New neural network design cuts AI costs for battery-powered devices
Researchers have created a neural network architecture that runs inference tasks on low-power microcontrollers without specialized hardware, dramatically reducing memory and processing demands. The breakthrough matters for companies deploying AI on IoT devices, wearables, and edge sensors where power consumption directly drives costs and device lifespan.

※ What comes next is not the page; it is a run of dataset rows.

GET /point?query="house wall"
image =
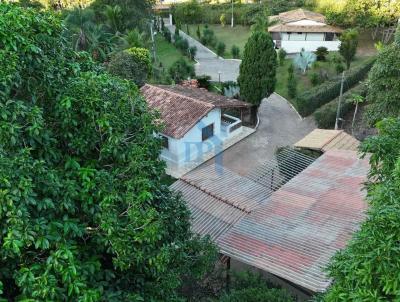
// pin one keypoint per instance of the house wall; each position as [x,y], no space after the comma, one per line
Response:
[191,146]
[305,22]
[296,46]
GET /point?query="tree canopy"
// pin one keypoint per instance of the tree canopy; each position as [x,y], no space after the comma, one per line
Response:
[383,96]
[368,268]
[83,213]
[257,77]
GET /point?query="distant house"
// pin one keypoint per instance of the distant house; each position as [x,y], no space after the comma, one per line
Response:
[197,126]
[300,28]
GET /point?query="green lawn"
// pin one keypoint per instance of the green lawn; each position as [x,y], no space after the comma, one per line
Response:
[237,35]
[303,80]
[167,53]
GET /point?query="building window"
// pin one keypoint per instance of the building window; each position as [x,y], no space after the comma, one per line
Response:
[207,132]
[165,142]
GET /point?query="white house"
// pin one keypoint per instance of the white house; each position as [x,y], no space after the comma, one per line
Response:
[300,28]
[196,127]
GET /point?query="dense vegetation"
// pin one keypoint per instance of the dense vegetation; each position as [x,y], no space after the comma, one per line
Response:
[257,76]
[384,83]
[368,269]
[84,215]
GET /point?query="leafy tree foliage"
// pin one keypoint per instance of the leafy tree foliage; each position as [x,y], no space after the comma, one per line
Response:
[83,213]
[384,86]
[132,64]
[257,76]
[368,269]
[348,45]
[253,288]
[181,70]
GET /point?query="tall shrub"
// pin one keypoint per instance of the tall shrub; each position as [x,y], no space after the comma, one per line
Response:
[348,45]
[257,76]
[384,83]
[367,269]
[132,64]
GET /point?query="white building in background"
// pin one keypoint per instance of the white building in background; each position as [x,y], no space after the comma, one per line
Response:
[196,125]
[300,28]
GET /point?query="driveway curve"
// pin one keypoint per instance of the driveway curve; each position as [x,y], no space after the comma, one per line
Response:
[280,125]
[209,63]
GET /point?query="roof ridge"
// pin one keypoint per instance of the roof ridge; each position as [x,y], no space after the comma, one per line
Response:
[224,200]
[185,96]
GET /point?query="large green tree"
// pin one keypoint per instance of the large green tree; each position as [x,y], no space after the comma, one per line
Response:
[83,213]
[257,76]
[383,96]
[368,268]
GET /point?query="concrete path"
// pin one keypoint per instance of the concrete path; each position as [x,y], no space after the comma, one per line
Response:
[208,63]
[280,125]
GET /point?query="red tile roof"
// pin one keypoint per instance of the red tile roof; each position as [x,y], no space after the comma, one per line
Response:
[304,223]
[182,107]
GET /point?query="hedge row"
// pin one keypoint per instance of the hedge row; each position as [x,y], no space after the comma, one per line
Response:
[325,117]
[314,98]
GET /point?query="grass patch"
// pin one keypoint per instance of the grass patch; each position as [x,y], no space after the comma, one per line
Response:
[237,35]
[167,53]
[303,80]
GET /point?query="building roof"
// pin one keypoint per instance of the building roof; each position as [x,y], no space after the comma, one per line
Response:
[182,107]
[218,198]
[300,14]
[304,28]
[303,224]
[324,140]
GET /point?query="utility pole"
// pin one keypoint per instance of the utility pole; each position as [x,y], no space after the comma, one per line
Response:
[232,15]
[340,103]
[153,41]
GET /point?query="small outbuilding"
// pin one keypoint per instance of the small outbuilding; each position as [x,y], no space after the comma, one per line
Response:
[197,124]
[302,29]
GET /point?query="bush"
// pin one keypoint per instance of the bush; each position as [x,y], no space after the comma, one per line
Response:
[167,35]
[339,68]
[314,98]
[181,70]
[131,64]
[314,78]
[192,52]
[282,55]
[204,81]
[221,48]
[325,116]
[322,53]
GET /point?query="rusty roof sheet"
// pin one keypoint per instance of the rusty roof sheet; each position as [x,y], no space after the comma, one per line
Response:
[325,140]
[305,222]
[301,14]
[182,107]
[218,198]
[304,28]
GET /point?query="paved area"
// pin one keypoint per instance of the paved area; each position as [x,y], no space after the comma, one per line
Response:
[208,63]
[280,125]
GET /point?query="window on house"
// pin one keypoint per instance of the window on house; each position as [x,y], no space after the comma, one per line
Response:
[165,142]
[207,132]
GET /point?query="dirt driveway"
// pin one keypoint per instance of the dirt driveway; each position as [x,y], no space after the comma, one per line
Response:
[280,125]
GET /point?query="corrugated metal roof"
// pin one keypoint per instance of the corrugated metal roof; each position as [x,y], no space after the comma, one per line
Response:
[218,198]
[325,140]
[305,222]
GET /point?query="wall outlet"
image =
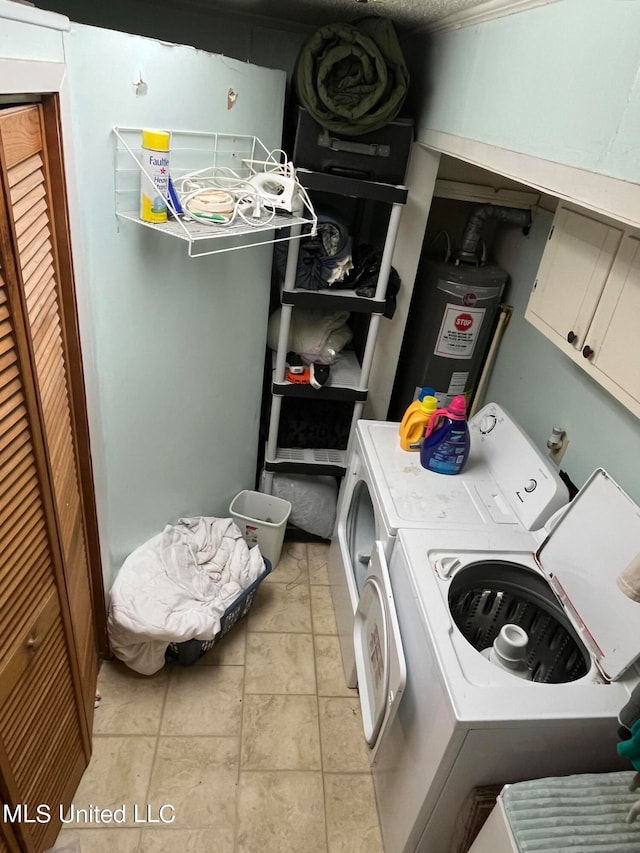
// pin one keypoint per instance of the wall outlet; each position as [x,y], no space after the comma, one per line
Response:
[556,453]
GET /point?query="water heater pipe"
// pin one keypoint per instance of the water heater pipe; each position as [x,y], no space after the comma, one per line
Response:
[503,320]
[473,228]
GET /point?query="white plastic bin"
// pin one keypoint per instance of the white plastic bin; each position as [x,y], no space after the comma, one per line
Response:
[262,520]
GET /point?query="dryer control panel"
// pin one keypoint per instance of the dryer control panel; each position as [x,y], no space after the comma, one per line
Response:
[533,489]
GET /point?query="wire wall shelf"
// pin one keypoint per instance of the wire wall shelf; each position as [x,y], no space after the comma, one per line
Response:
[191,152]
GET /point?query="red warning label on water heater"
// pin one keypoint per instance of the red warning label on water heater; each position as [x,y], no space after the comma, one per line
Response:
[459,331]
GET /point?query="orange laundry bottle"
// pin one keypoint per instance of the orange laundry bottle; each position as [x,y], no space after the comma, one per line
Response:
[416,419]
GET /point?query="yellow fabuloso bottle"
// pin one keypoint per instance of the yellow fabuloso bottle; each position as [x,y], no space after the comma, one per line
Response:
[416,419]
[154,181]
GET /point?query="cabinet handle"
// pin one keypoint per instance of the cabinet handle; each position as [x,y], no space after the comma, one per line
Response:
[33,643]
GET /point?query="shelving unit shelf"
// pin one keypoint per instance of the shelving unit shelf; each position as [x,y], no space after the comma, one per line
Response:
[343,383]
[193,151]
[349,376]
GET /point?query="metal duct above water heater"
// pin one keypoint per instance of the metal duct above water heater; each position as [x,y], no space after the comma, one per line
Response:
[452,316]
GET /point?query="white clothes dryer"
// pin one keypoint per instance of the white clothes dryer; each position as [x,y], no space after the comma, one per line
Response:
[461,721]
[386,489]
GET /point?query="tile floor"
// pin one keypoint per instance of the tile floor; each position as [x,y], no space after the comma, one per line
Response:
[258,747]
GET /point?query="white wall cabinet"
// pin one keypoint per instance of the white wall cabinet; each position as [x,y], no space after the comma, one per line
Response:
[586,299]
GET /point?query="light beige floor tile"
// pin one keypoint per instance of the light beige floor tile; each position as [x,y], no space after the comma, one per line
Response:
[280,663]
[204,700]
[228,650]
[329,668]
[352,819]
[118,774]
[324,619]
[97,841]
[280,733]
[317,556]
[131,703]
[218,840]
[197,776]
[281,608]
[292,566]
[281,813]
[343,744]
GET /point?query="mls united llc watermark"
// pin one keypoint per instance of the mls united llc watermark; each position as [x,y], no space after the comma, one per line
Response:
[132,813]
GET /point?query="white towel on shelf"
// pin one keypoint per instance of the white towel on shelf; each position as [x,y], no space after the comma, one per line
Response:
[176,587]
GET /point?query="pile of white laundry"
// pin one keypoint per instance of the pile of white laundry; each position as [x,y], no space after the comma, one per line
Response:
[176,587]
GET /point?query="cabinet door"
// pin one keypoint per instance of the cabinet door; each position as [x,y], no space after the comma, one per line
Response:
[613,336]
[30,217]
[43,750]
[575,265]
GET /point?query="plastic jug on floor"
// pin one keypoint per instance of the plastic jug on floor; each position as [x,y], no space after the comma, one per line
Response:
[416,419]
[445,448]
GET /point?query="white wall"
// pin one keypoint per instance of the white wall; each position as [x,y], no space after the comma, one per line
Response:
[178,343]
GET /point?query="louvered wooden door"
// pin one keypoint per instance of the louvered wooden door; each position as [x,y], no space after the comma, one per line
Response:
[48,657]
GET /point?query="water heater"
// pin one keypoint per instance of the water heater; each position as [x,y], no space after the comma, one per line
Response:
[451,319]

Originaltitel: Neuro-C: Neural Inference Shaped by Hardware Limits
We present Neuro-centric Networks (Neuro-C), a neural network architecture we design to eliminate multiply-accumulate operations for efficient inference on ultra-low-power microcontrollers (MCUs). Although some MCUs include specialized hardware for neural acceleration, many ultra-low-power MCUs do not, requiring neural networks to align with limited compute and memory resources. Rather than compressing existing models or assuming dedicated hardware, Neuro-C integrates hardware constraints directly into the architecture, effectively shaping the network design around the limitations of the target platform. We shift the computational burden from connections to neurons and encode connectivity with a fixed ternary adjacency matrix, overcoming the bottleneck of matrix multiplications and large weight storage. This design enables a specialized inference kernel implementation that reduces memory usage and latency through pointer-based traversal and sparse dynamic memory allocation, complex control flows, and index decoding logic common in sparse or compressed models. Experimental results show that Neuro-C achieves accuracy comparable to or better than standard multilayer perceptrons across multiple datasets, while reducing inference latency and program memory usage by up to 90%. Compared to conventional ternary neural networks, Neuro-C provides improved convergence and accuracy under identical architectural settings, with negligible impact on inference latency.